1) ALORS QUE pour constater l'existence d'un lien de causalité entre le choc survenu, en cours de transport, entre deux transformateurs et les dommages constatés sur l'un de ces transformateurs trois mois après sa livraison, la Cour d'appel retient « qu'il résulte des éléments versés aux débats » que ce choc « est la cause des désordres » et que « le lien de causalité résulte des éléments du dossier » ; qu'en se déterminant ainsi par le seul visa de documents non identifiés n'ayant pas fait l'objet d'une analyse même sommaire, la Cour d'appel a violé les articles 455 et 458 du code de procédure civile ;
2) ALORS QUE la présomption de responsabilité pesant sur le commissionnaire de transport suppose qu'il soit établi que le sinistre est survenu en cours de transport ; qu'en retenant que le commissionnaire de transport n'avait pas renversé la présomption de responsabilité pesant sur lui, sans avoir constaté, par des motifs opérants, que le sinistre, constaté trois mois après la livraison, était survenu en cours de transport, la Cour d'appel a violé les articles 1315 du code civil, L.132-5 et L.132-6 du code de commerce.

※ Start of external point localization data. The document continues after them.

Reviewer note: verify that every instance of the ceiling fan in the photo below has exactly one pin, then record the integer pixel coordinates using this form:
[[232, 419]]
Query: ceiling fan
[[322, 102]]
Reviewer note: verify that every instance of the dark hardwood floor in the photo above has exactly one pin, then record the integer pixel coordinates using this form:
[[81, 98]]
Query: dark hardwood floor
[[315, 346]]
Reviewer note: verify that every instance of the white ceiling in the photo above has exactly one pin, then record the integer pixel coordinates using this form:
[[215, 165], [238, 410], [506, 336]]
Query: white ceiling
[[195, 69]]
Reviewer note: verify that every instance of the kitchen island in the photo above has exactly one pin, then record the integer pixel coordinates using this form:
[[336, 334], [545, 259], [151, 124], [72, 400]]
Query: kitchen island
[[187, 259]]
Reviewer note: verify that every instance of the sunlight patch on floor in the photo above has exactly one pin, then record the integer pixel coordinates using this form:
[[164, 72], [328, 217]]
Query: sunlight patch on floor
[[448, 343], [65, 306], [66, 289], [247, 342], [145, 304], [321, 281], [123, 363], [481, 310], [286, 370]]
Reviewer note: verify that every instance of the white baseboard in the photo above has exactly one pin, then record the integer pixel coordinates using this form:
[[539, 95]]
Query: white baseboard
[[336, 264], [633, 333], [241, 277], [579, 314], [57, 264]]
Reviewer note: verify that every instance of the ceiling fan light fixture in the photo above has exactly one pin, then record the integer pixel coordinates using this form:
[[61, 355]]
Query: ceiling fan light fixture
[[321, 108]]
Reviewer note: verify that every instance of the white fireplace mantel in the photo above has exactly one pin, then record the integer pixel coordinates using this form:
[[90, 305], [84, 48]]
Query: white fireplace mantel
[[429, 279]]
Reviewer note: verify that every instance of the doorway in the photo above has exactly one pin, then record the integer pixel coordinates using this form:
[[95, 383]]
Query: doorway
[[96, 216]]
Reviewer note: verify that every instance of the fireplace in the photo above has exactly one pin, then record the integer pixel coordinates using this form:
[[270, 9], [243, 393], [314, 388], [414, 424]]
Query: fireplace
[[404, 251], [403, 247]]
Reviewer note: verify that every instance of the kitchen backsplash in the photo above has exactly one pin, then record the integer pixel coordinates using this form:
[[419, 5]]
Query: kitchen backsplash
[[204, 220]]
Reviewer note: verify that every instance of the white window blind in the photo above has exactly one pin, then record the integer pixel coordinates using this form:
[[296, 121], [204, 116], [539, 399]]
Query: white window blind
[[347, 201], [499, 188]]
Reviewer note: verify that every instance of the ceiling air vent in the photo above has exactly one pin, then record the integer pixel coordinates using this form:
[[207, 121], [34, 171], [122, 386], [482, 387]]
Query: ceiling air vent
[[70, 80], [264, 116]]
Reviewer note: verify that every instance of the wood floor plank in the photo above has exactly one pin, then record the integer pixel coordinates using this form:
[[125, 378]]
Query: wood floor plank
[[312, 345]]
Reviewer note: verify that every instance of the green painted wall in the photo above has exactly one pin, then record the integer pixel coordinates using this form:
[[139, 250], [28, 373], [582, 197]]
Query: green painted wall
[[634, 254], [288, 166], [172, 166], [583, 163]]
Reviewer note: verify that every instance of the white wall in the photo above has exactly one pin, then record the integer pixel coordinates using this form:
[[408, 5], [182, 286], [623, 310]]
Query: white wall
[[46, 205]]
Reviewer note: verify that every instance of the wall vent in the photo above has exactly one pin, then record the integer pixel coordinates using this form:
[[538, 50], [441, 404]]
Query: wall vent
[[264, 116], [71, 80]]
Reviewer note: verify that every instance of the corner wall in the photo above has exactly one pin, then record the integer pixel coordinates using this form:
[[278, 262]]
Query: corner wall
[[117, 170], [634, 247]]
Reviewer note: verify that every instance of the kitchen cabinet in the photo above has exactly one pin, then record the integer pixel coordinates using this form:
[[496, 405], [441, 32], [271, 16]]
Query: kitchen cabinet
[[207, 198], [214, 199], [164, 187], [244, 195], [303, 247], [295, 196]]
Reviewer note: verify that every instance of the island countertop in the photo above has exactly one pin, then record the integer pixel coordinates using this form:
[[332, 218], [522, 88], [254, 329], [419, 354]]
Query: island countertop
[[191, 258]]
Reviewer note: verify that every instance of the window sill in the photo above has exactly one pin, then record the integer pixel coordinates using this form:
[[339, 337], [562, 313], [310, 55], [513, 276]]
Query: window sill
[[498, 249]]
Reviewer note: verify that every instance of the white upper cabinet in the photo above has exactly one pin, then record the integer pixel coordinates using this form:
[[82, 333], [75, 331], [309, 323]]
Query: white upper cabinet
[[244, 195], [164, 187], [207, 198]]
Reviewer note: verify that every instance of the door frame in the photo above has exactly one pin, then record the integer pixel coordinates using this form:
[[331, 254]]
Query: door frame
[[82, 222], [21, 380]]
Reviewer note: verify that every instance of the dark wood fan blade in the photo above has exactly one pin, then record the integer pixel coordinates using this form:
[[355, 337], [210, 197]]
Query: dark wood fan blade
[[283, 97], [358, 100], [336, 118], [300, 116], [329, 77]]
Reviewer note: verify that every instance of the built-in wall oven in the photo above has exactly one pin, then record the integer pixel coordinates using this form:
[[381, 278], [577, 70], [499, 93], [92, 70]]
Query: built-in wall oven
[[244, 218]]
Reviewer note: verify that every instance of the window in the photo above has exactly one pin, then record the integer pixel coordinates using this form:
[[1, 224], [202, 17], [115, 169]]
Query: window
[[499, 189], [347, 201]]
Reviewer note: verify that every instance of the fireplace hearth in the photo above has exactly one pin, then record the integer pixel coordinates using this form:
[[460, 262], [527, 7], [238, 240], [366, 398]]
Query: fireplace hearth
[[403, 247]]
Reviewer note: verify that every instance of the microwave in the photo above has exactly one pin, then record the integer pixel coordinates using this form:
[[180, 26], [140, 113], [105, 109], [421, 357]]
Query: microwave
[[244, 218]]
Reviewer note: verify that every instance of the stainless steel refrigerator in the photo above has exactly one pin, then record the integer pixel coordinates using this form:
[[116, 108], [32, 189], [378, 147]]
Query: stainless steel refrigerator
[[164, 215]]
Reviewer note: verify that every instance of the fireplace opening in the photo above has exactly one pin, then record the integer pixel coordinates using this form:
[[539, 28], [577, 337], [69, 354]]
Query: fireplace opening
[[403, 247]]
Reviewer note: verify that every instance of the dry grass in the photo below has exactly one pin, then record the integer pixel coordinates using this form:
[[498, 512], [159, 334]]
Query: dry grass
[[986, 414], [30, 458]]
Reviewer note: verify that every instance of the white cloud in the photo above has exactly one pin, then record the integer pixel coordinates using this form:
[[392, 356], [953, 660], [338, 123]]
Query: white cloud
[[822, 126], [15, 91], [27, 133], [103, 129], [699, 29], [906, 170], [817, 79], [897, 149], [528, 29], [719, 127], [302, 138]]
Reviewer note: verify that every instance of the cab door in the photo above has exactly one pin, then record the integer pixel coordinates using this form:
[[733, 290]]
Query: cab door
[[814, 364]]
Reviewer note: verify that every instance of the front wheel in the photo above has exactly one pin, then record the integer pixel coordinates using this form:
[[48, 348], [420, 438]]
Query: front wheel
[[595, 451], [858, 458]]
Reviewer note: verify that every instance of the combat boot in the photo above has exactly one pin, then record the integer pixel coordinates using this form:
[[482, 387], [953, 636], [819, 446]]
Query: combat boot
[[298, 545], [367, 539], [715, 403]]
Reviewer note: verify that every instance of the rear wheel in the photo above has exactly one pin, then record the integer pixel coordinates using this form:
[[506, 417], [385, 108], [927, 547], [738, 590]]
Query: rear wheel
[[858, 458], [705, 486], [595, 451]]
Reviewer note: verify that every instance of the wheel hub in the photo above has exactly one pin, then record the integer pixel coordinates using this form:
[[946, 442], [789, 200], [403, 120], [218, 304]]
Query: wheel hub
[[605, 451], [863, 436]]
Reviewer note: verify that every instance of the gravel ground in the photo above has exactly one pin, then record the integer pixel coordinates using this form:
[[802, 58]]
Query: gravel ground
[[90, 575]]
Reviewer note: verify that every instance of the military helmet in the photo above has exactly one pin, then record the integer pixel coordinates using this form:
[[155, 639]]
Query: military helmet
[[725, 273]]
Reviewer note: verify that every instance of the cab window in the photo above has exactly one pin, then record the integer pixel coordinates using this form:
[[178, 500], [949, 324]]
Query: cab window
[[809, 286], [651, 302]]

DEUXIEME MOYEN DE CASSATION :
IL EST FAIT GRIEF à l'arrêt attaqué d'avoir déclaré le commissionnaire de transport (la société Geodis) responsable des dommages subis par l'expéditeur (la société Alstom Grid) et de l'avoir condamné à payer la somme principale de 1.842.080 € d'une part à l'assureur de l'expéditeur (la société Allianz) jusqu'à concurrence de la somme de 1.462.725,88 € et de la contrevaleur en euros de 380.000 USD, et d'autre part à l'expéditeur (la société Alstom Grid) pour le surplus ;
AUX MOTIFS QUE « sur les dommages au transformateur C22-04 : […] la société Geodis estime qu'elle ne saurait être tenue au paiement du coût des réparations de ce transformateur, fixées par l'expert judiciaire à 10.846 €, la démonstration n'étant pas faite que les manutentions dont il a fait l'objet le 16 juin 2002 soient à l'origine des désordres constatés le 18 juin 2002 ; […] que la société Alstom, ayant décidé de retourner à son usine de Saint Ouen le transformateur C21 pour y être réparé, a demandé à la société Geodis de sortir le transformateur C22 de sa cellule pour le déposer en face du massif où était installé le transformateur C21-03 pour être ensuite placé sur son massif ; que la société Geodis a confié cette opération à la société Nosco qui l'a réalisée dans la journée du 16 juin 2002 ; que la société Alstom a informé le commissaire d'avaries qu'elle avait constaté sur ce transformateur des désordres, celui-ci ayant aussitôt organisé une expertise et ayant procédé aux mêmes constatations que celles dont la société Alstom avait fait état » ;
1) ALORS QU'en s'abstenant de caractériser l'imputabilité des dommages signalés le 18 juin 2002 aux opérations réalisées par la société Nosco le 16 juin 2002, la Cour d'appel a privé sa décision de base légale au regard des articles L.132-5 et L.132-6 du code de commerce ;
2) ALORS QUE la société Geodis faisait valoir qu'il résultait du rapport de l'expert, M. A..., que les photographies prises par la société Alstom après la fin des opérations de manutention réalisées le 16 juin 2002 révélaient que la vanne du transformateur était intacte et que ce n'est que le lendemain que la cassure de la vanne avait été découverte, ce dont il se déduisait que les dommages n'étaient pas dus aux opérations réalisées par la société Nosco ; qu'en s'abstenant de répondre à ces conclusions, étayées par une pièce produite aux débats (conclusions de la société Geodis, p.18), la Cour d'appel a violé l'article 455 du code de procédure civile.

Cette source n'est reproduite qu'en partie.